Wittenberg Wittenberg: Geliebte Exoten
WITTENBERG/MZ. - Kaum etwas ist so mächtig wie Kindheitserinnerungen. Einmal brachte ihnen Julius Riemer eine präparierte Eule mit. Sie war elf, erinnert sich Renate Gruber-Lieblich, und bei den Jungen Naturforschern. "Für uns war der Riemer so etwas wie der liebe Gott." Generationen von Wittenbergern sind aufgewachsen mit den Schätzen des leidenschaftlichen Weltensammlers (1880 bis 1958), haben etwas gelernt über fremde Menschen, fremde Tiere und sich manchmal vielleicht auch etwas gegruselt angesichts des einen oder anderen Schrumpfkopfes.
"Wir wollen unser Museum behalten", sagt Rentnerin Gruber-Lieblich. Und sie ist nicht allein. Um die 20 Köpfe zählt gegenwärtig die "Bürgerinitiative", die sich neuerdings rund um die Hobby-Historikerin versammelt hat. Ob es eine BI bleibt, ob es ein Förderverein wird, das sei gegenwärtig noch nicht absehbar: "Wir wollen nicht in Konfrontation mit dem Rathaus gehen", erklärt Gruber-Lieblich vorsichtshalber.

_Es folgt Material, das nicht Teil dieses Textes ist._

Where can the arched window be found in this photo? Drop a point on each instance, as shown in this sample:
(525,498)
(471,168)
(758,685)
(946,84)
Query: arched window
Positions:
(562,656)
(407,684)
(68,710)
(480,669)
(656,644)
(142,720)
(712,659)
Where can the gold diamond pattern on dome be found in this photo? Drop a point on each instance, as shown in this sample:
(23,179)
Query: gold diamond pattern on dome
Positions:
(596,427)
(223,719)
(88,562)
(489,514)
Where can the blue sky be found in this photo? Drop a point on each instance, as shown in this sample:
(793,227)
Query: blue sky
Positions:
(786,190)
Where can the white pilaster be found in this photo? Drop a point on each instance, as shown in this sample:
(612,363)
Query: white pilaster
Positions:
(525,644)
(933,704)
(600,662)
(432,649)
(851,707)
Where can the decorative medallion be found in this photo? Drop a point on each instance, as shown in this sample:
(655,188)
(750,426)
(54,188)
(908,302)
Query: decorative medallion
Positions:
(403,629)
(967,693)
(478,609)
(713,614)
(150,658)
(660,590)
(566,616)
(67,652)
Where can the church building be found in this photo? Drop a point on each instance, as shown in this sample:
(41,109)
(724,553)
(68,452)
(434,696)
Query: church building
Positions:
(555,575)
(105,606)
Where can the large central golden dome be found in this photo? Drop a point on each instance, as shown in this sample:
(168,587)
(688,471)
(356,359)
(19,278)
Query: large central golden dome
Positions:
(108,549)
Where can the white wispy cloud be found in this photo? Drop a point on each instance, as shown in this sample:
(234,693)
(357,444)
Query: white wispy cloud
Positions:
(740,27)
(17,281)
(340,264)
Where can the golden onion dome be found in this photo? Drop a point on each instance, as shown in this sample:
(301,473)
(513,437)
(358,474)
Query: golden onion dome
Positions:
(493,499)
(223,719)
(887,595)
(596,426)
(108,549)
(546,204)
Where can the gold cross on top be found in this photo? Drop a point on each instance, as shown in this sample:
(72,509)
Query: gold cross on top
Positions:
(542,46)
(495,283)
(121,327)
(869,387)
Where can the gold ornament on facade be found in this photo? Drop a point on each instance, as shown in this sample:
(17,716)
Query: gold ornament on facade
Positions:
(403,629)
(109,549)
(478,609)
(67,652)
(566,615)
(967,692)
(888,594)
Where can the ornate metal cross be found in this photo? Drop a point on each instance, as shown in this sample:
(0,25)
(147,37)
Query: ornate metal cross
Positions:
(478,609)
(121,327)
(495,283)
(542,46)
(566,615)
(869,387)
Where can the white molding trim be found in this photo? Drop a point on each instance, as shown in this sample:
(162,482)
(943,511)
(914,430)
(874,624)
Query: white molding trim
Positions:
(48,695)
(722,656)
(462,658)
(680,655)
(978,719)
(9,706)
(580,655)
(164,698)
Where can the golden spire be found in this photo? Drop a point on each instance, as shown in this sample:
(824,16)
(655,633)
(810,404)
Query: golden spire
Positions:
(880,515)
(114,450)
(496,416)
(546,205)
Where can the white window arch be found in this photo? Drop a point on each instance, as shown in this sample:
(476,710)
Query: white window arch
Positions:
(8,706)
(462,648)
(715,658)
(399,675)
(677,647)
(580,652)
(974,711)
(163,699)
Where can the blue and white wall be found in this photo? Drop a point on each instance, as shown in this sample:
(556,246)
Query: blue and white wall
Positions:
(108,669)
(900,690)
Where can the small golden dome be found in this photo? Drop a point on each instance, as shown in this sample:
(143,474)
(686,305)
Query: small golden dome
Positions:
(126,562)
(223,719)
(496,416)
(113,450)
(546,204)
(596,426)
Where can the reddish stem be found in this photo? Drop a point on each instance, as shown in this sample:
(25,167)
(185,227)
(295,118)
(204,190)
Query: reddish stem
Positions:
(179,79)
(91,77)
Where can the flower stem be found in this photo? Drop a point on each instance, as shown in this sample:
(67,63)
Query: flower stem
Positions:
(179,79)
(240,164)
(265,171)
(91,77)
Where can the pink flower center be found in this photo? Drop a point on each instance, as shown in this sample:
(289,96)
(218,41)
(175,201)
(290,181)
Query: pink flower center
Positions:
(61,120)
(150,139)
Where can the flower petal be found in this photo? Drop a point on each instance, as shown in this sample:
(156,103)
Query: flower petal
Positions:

Genau danach aber sieht es aus.
Zwischen Zeughaus (saniert, aber leer) und Schloss (voll, aber unsaniert) rangeln Riemer-Verehrer und Stadtverwaltung um die Deutungshoheit ihrer jeweils guten Absichten in der Öffentlichkeit. "Unsere Forderung lautet, dass das Zeughaus ein eigenständiges natur- und völkerkundliches Museum ,Julius Riemer' wird", sagt Gruber-Lieblich, getrennt von den "Städtischen Sammlungen" und mit einem "wissenschaftlichen Leiter" an der Spitze. Die Stadt hat mit ihrem im Herbst fertig gestellten und seither zumeist verwaisten Objekt zur Internationalen Bauausstellung IBA auf dem Arsenalplatz bekanntlich andere Pläne. Im Wittenberger Zeughaus-Museum soll die ganze Stadtgeschichte zur Geltung kommen, Julius Riemer spielte dort nur eine Rolle, als herausragende Persönlichkeit der Lutherstadt neben anderen. Dies wäre eine Vertragsverletzung der Stadt im Umgang mit der Sammlung, kritisieren die Freunde des alten Riemer-Museums im Schloss.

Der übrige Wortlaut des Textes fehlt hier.